- Craddock Massif Location within Antarctica

Highest point
- Elevation: 4,477 m (14,688 ft)
- Coordinates: 78°36′S 85°18′W﻿ / ﻿78.600°S 85.300°W

Geography
- Location: West Antarctica (Chilean claim)
- Parent range: Sentinel Range

Climbing
- First ascent: Jed Brown (US) December 2006
- Easiest route: snow/ice climb

= Craddock Massif =

Mountain massif in West Antarctica

Sentinel Range with Craddock Massif, USGS Map

Craddock Massif is a mountain massif in the Sentinel Range of the Ellsworth Mountains, in the Chilean claim of West Antarctica.

==Location and highest point==
Craddock Massif is located at the southeastern side of Vinson Massif, between Hammer Col and Karnare Col linking it to Vinson Massif and the southern Sentinel Range respectively. The highest point of Craddock Massif is Mount Rutford, a sharp peak that rises to 4477 m. The Craddock Massif also includes (from north to south) Bugueño Pinnacle, Rada Peak and Mount Craddock.

==Discovery and naming==
Sentinel Range was first sighted and photographed from the air on November 23, 1935, by Lincoln Ellsworth. The entire range, including Craddock Massif, was mapped by the United States Geological Survey from aerial photography taken by the U.S. Navy, 1958–61.
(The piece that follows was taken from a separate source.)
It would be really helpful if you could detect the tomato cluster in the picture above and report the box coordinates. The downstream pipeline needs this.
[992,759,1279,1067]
This massif was originally named "Mount Craddock" by the Advisory Committee on Antarctic Names (US-ACAN) in 1965, but subsequent maps limited the name to the massif's southernmost peak, a modification that was adopted by US-ACAN in 2006 when it approved the name Craddock Massif. The massif is named after Professor J. Campbell Craddock (1930–2006), the leader of the 1962–63 University of Minnesota geological expedition to the Sentinel and Heritage Ranges of the Ellsworth Mountains.

==Maps==
- Vinson Massif. Scale 1:250 000 topographic map. Reston, Virginia: US Geological Survey, 1988.
- D. Gildea and C. Rada. Vinson Massif and the Sentinel Range. Scale 1:50 000 topographic map. Omega Foundation, 2007.
- Antarctic Digital Database (ADD). Scale 1:250000 topographic map of Antarctica. Scientific Committee on Antarctic Research (SCAR). Since 1993, regularly updated.